(Мама просит поднести стул. Для Алексея тоже. Лампочка без плафона, окно с железной решеткой. «Всем встать для фото».)
Сергеев понизил голос до шепота.
– Девушка, – сказал он. – Крестьянка вашего возраста, роста и сложения.
(Зачитывается смертный приговор. «Что? – спрашивает отец. – Что?»)
– Юровский каждому из нас назвал имя. Некоторые офицеры Красной армии не хотели стрелять по женщинам. Или детям. Я вызвался.
(Раскат грома. Красное облако.)
– Нам сказали целиться в сердце. Мы стояли очень близко. Как и следовало ожидать, воцарилось смятение. Солдаты были просто мальчишками.
(Дым. Порох. Крики. Рвота.)
– Моя пуля задела вашу руку. Вы упали. Я быстро подошел и встал над вами. Остальные кричали. Пули задели украшения, пришитые к одежде женщин. Юровский приказал пырнуть всех штыками и ударить ружьями. «Обязательно в лица» – так он сказал.
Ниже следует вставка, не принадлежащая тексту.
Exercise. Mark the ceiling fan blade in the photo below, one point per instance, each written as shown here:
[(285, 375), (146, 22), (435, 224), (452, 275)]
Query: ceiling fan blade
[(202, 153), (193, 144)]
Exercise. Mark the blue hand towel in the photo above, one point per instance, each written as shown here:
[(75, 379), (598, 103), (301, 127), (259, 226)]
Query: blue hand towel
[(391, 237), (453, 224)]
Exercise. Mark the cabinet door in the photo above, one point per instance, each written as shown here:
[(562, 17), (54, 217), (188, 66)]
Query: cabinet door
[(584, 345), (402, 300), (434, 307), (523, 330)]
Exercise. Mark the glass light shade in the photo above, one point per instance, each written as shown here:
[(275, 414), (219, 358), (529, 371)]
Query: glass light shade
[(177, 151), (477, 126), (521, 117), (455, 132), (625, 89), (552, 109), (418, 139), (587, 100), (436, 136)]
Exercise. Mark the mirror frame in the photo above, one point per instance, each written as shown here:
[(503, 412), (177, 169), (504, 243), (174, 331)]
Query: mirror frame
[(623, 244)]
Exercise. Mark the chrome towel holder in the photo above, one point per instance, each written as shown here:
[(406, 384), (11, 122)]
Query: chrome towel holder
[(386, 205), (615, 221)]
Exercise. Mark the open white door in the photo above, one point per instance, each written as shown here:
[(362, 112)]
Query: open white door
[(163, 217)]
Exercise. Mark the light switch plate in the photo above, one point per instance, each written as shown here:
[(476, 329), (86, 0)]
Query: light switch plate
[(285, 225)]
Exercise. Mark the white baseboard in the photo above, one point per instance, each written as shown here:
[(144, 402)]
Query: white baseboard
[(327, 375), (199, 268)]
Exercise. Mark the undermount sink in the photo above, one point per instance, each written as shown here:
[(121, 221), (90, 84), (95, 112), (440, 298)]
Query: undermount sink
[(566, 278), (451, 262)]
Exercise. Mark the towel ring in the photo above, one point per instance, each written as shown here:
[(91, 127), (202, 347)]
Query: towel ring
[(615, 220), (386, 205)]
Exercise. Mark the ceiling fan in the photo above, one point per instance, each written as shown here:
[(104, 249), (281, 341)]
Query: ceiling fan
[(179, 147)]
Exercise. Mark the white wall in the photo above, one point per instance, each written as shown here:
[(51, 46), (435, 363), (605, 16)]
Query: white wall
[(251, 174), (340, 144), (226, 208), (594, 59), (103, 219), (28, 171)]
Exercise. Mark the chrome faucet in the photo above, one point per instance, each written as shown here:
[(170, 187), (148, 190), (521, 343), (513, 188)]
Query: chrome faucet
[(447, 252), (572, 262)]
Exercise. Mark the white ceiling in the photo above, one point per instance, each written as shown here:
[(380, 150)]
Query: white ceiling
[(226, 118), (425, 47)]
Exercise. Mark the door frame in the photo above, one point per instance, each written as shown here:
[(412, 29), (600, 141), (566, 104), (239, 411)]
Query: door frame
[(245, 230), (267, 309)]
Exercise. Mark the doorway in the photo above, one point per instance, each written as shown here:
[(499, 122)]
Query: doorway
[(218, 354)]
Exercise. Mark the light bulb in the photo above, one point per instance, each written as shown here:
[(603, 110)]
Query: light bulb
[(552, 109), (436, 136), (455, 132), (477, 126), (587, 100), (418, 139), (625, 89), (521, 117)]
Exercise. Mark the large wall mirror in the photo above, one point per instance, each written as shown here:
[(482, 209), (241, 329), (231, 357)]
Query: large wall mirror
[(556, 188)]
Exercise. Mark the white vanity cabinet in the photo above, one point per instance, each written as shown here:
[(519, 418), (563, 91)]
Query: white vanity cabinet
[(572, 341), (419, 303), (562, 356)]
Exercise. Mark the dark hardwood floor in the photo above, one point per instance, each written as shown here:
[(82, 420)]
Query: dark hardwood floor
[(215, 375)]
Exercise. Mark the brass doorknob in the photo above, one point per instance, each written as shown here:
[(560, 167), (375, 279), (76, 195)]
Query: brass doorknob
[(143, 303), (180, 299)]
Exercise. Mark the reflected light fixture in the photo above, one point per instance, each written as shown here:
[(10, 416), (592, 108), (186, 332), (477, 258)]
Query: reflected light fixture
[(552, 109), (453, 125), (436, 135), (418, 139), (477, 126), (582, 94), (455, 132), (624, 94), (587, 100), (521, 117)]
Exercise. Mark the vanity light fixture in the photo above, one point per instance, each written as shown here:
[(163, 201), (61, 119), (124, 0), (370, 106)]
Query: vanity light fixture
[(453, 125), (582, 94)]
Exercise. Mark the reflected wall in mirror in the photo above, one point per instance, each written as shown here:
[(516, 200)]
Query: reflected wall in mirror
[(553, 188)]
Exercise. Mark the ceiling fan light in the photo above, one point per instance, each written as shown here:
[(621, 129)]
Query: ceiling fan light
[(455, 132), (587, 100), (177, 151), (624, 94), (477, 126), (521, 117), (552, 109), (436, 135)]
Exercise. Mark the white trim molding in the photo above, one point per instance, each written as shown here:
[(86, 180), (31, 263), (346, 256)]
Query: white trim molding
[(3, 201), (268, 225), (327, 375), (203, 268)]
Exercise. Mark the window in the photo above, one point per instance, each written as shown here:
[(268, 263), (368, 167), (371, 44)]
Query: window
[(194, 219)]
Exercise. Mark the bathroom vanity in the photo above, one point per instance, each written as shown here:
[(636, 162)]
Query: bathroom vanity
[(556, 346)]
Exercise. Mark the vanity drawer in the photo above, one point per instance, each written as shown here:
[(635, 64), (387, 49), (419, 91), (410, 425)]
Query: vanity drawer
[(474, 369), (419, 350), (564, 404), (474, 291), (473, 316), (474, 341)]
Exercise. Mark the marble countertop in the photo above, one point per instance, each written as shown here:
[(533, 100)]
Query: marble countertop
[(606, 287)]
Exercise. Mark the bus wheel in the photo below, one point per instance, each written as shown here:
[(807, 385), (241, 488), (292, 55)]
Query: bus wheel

Это был настоящий хаос. – Его голос дрогнул. – Я был солдатом пятнадцать лет, но такого не видел никогда.
(Мама лежит на стуле, красная, как распустившийся цветок. Рядом Алексей с неестественно вывернутой рукой. Мария согнулась у стены. Сапог наступает на Ольгино лицо. Я пытаюсь их позвать, но голоса нет.)
– Вы застонали.
(Прямой удар, металл пронзает плоть.)
– Вы потеряли сознание от первого удара. Это все упростило.
(Запах крови. Тьма.)
– Место подготовили заранее. Шахтный ствол в лесу. По дороге присоединились еще наши – пьяные крестьяне. Это они принесли тело девушки, которая отдала свою жизнь за вашу.
(Руки. Меня дергают. Сосновые иголки. Живица. Мешковина вдавливается в щеку.)
Мне стало еще хуже.
– Отдала? Или ее отняли?
Сергеев сжал челюсть. Я была уверена, что меня стошнит. Он повернулся прямо ко мне.
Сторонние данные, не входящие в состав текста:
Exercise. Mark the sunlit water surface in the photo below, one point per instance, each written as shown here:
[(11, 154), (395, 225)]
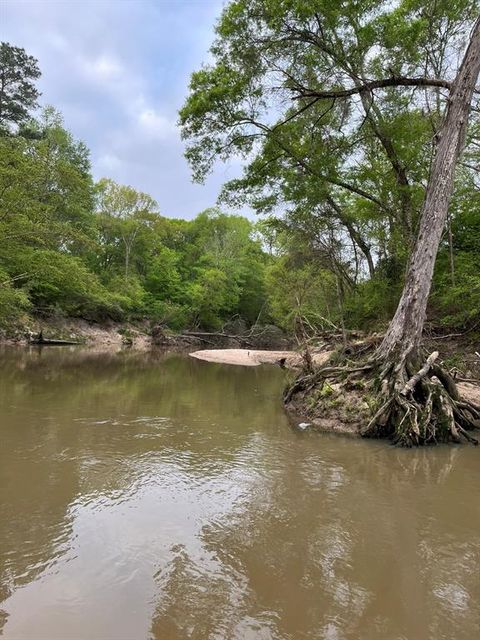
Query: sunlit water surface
[(156, 496)]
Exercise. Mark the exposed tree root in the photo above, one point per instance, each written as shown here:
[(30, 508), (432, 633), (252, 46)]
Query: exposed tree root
[(410, 400)]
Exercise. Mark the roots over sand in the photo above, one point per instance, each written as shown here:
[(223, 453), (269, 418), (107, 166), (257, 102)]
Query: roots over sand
[(409, 400)]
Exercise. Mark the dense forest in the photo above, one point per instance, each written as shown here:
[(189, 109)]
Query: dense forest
[(337, 184)]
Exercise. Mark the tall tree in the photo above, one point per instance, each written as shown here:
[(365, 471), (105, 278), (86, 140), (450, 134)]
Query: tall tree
[(18, 93)]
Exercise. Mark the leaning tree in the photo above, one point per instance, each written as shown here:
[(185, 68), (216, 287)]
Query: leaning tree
[(18, 93), (358, 61)]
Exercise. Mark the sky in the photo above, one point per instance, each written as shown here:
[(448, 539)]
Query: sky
[(118, 71)]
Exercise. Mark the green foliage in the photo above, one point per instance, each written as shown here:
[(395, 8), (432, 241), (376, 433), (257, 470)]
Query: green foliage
[(18, 93), (339, 182)]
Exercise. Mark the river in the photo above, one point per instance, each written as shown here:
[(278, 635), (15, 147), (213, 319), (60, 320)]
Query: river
[(153, 496)]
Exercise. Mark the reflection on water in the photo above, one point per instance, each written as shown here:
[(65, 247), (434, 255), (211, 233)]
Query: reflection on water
[(157, 496)]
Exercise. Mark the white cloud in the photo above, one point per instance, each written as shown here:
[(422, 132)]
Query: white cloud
[(106, 68)]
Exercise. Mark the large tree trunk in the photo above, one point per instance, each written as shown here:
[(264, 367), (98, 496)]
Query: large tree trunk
[(405, 331), (395, 393)]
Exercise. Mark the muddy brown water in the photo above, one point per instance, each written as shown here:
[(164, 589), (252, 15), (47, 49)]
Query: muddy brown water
[(156, 496)]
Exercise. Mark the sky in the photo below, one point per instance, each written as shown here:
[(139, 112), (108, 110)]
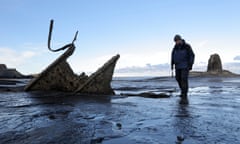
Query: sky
[(141, 31)]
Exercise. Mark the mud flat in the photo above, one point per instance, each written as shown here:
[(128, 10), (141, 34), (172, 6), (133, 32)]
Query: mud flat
[(56, 117)]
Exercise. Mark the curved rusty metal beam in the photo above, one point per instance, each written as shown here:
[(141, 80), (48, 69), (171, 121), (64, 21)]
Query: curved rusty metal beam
[(50, 36)]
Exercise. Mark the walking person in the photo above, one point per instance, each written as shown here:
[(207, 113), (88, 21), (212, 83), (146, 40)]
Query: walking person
[(182, 59)]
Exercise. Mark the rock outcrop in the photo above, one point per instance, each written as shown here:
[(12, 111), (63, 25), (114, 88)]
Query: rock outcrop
[(214, 68), (9, 73)]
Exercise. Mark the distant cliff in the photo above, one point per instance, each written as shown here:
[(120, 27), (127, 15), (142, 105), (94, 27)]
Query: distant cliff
[(10, 73), (214, 68)]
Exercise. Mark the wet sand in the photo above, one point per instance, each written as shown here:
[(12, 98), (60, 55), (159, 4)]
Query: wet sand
[(55, 117)]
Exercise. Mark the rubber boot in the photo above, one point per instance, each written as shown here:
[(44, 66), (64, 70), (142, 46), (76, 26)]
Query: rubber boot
[(184, 100)]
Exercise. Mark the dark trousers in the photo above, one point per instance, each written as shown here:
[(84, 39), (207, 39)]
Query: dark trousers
[(182, 79)]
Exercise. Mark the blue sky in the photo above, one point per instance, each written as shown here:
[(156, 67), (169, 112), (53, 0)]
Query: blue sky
[(141, 31)]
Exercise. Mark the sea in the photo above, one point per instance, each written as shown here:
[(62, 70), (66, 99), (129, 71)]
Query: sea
[(212, 115)]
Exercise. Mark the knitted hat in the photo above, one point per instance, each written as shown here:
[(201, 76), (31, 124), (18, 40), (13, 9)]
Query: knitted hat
[(177, 37)]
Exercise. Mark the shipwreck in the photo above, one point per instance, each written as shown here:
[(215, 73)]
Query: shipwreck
[(59, 75)]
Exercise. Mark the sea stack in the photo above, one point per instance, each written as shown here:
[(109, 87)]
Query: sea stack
[(214, 64)]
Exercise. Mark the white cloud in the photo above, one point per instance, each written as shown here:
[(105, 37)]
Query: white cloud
[(13, 58)]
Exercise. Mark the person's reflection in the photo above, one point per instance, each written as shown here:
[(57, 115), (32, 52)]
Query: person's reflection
[(183, 123)]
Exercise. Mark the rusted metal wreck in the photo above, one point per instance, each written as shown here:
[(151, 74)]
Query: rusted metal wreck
[(59, 75)]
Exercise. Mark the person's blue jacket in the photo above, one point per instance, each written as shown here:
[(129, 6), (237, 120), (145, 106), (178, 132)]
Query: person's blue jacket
[(182, 56)]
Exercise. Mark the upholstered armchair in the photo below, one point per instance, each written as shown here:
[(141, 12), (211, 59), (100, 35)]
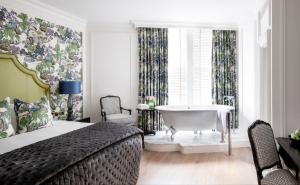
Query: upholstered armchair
[(112, 111)]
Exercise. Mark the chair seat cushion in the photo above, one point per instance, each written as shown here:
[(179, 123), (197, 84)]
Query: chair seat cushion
[(279, 176), (120, 118)]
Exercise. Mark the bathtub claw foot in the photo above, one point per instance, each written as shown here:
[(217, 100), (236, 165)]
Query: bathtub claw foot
[(173, 132)]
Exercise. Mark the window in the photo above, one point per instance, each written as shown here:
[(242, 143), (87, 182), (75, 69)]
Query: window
[(190, 52)]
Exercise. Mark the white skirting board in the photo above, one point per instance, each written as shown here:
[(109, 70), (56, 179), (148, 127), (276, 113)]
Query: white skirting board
[(187, 142)]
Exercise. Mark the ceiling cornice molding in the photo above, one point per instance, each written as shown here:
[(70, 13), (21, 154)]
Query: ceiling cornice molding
[(38, 9)]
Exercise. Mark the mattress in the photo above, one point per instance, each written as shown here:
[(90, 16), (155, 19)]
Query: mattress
[(24, 139), (102, 153)]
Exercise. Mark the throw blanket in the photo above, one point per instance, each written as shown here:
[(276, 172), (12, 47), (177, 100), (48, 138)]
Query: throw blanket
[(34, 164)]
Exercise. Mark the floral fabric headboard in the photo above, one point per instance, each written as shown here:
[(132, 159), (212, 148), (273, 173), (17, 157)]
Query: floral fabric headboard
[(53, 51)]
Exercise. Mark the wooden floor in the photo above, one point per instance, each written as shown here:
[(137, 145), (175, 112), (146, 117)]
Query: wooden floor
[(212, 168)]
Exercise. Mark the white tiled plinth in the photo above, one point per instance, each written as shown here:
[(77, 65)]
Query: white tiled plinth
[(188, 142)]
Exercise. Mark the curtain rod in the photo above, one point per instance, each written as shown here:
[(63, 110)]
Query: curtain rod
[(138, 24)]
– Ее жизнь за вашу, Ваше Императорское Высочество.
Он говорил будто с презрением к любому, кто никогда не принимал такое невероятное решение, и при этом с осуждением тех, кому пришлось это сделать.
На улице зажегся фонарь. Свет озарил лицо Сергеева. Я увидела его по-другому. Маска смерти.
– Великая княжна, вы меня слышите?
– Да, – сказала я. – Я здесь.
Иногда воспоминания берут надо мной верх, будто заковывают меня в кандалы.
Я должна была задать Сергееву один последний вопрос. Остальные гости держались в стороне, но разговоры стали тише. Они знали, что он мне рассказывает, и наблюдали.
– Почему я? – выдавила я из себя. Я спрашивала себя об этом каждый день с тех пор, как проснулась в том хлеву, окруженная вонью, грязная и совершенно одна.
Я впервые заметила искреннее сострадание в глазах Сергеева.
– Почему я? – повторила я, более настойчиво.